Darain Haider, Alkitani Abdulhameed, Yates Christopher, Bailey Andrea, Roberts Simon, Coutts Fiona, Gleeson Nigel
School of Health Sciences, Queen Margaret University, Edinburgh, UK.
Institute of Physical Medicine and Rehabilitation Khyber Medical University, Peshawar, Pakistan.
J Back Musculoskelet Rehabil. 2015;28(4):877-82. doi: 10.3233/BMR-140581.
A 22-year-old patient undergoing unilateral surgical reconstruction of the anterior cruciate ligament (ACL) of the right knee volunteered for the research project and followed an established contemporary hospital-based rehabilitation programme. The patient was supervised post-surgically by an experienced and clinically specialized physiotherapist. The clinical outcomes of rehabilitation were assessed by selected validated patient-reported and objectively-measured outcomes of functional performance capability on four different occasions (pre-surgery, 6th, 12th and 24th week post-surgery). The patient scored 30, 56, 60 and 85 on IKDC (maximum score, 100); 46, 53, 90 and 91 on Lysholm (maximum score, 100); 141, 73, 128 and 175 on K-SES (maximum score, 220); 17, 12, 6 and 6 on the symptom subsection of KOOS (maximum score, 28); 7, 7, 5 and 5 on the pain subsection (maximum score, 36); 1, 0, 3 and 1 on the daily function subsection (maximum score, 68); 0, 0, 5 and 5 on the sport and recreation function subsection (maximum score, 20); 13, 11, 15 and 13 on the quality of life subsection (maximum score, 16) of KOOS at pre-surgery and at the 6th, 12th and 24th week following ACL reconstruction, respectively. Moreover, the patient scored 1.96 m, 1.92 m and 1.99 m on single-leg hop (injured leg) when assessed at pre-surgery and at the 12th and 24th week post-surgery, respectively, following ACL reconstruction. The total time spent in supervised rehabilitation by the patient (675 minutes) was computed as the aggregate patient-reported time spent in exercise during each hospital-based rehabilitation session (verified by physiotherapist evaluation) across the total number of sessions. The patient managed to return to the sport in which he had participated prior to the injury, immediately after the completion of the contemporary rehabilitation programme, at 24 weeks post-surgery. A total of fifteen physiotherapy sessions supervised by the physiotherapist, were attended by the patient during the 24 week rehabilitation period. The latter number of physiotherapy sessions was substantially less than the average supervised physiotherapy sessions reported in the literature.

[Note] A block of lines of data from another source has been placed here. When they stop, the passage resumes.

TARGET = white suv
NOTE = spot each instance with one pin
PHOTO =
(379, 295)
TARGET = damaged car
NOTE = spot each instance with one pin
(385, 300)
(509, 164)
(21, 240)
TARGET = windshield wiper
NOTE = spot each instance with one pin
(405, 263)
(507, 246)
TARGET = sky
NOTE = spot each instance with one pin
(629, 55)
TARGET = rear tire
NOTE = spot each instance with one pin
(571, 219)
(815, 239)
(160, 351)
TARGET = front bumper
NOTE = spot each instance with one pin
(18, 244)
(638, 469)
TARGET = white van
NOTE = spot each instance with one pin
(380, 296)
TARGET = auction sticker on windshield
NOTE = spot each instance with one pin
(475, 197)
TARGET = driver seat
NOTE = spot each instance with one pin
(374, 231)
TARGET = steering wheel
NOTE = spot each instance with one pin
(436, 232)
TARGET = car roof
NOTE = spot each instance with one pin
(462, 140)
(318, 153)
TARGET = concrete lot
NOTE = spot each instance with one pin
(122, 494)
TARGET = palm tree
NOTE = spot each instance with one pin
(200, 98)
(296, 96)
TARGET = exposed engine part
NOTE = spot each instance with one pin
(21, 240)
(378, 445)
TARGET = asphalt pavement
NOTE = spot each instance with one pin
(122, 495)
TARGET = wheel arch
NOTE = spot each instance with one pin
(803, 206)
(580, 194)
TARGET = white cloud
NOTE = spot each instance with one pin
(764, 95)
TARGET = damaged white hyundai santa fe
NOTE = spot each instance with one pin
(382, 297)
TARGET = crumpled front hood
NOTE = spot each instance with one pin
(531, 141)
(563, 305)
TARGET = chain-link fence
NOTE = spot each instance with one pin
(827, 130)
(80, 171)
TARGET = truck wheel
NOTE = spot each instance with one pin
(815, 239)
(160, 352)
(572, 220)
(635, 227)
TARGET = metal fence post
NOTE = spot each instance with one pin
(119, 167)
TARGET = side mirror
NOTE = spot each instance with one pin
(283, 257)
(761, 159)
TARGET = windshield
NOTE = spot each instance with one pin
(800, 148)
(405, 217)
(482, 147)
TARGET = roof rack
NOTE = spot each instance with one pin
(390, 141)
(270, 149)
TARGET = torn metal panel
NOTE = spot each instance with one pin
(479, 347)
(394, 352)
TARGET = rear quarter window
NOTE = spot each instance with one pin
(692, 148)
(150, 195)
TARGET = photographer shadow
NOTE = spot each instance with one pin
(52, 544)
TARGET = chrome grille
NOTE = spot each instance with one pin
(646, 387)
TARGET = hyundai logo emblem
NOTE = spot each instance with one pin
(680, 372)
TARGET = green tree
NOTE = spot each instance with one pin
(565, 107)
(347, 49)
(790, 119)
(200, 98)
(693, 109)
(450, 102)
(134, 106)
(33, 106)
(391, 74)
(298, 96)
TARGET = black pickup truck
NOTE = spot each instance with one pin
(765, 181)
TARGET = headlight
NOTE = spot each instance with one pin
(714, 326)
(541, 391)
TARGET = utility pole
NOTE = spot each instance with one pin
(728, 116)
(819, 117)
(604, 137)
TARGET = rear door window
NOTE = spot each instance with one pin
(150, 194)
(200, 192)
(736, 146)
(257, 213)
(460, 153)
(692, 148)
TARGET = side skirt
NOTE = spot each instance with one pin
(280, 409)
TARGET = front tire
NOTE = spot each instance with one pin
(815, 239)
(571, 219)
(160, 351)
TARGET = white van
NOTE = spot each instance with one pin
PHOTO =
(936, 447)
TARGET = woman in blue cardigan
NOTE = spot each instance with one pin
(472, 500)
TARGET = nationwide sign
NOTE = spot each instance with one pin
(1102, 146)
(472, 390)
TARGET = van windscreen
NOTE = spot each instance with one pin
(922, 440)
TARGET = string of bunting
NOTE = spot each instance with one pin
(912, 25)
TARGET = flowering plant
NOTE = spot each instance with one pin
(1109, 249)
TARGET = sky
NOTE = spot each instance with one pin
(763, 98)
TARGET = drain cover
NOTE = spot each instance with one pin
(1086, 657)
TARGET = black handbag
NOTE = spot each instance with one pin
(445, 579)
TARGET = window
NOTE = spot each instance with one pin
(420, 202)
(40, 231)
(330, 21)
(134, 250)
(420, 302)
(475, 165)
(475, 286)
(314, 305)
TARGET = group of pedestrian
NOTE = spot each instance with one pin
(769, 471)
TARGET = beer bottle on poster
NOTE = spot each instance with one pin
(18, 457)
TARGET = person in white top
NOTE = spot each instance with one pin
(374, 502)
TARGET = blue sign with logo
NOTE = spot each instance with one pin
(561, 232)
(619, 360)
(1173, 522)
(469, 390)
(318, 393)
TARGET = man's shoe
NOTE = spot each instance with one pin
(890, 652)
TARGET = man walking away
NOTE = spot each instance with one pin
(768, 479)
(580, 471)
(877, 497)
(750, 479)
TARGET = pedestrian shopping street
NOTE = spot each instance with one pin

一名22岁接受右膝前交叉韧带(ACL)单侧手术重建的患者自愿参与该研究项目,并遵循既定的当代医院康复计划。术后由一名经验丰富且临床专业的物理治疗师对患者进行监督。在四个不同时间点(术前、术后第6周、第12周和第24周),通过选定的经过验证的患者报告的以及客观测量的功能表现能力结果来评估康复的临床效果。患者在国际膝关节文献委员会(IKDC)评分中分别为30、56、60和85分(满分100分);在Lysholm评分中分别为46、53、90和91分(满分100分);在K-SES评分中分别为141、73、128和175分(满分220分);在膝关节损伤和骨关节炎疗效评分系统(KOOS)的症状子项中分别为17、12、6和6分(满分28分);在疼痛子项中分别为7、7、5和5分(满分36分);在日常功能子项中分别为1、0、3和1分(满分68分);在运动和娱乐功能子项中分别为0、0、5和5分(满分20分);在KOOS的生活质量子项中分别为13、11、15和13分(满分16分),分别对应术前以及ACL重建术后第6周、第12周和第24周。此外,在ACL重建术后,分别在术前以及术后第12周和第24周对患者进行评估时,其单腿跳(伤腿)成绩分别为1.96米、1.92米和1.99米。患者在监督下康复的总时长(675分钟)是通过计算患者报告的每次医院康复治疗期间锻炼所花费的时间(经物理治疗师评估核实),并汇总所有治疗时段得出的。患者在完成当代康复计划后,即术后24周,成功恢复到受伤前参与的运动项目。在24周的康复期内,患者共接受了物理治疗师监督的15次物理治疗。这一物理治疗次数显著少于文献中报道的平均监督物理治疗次数。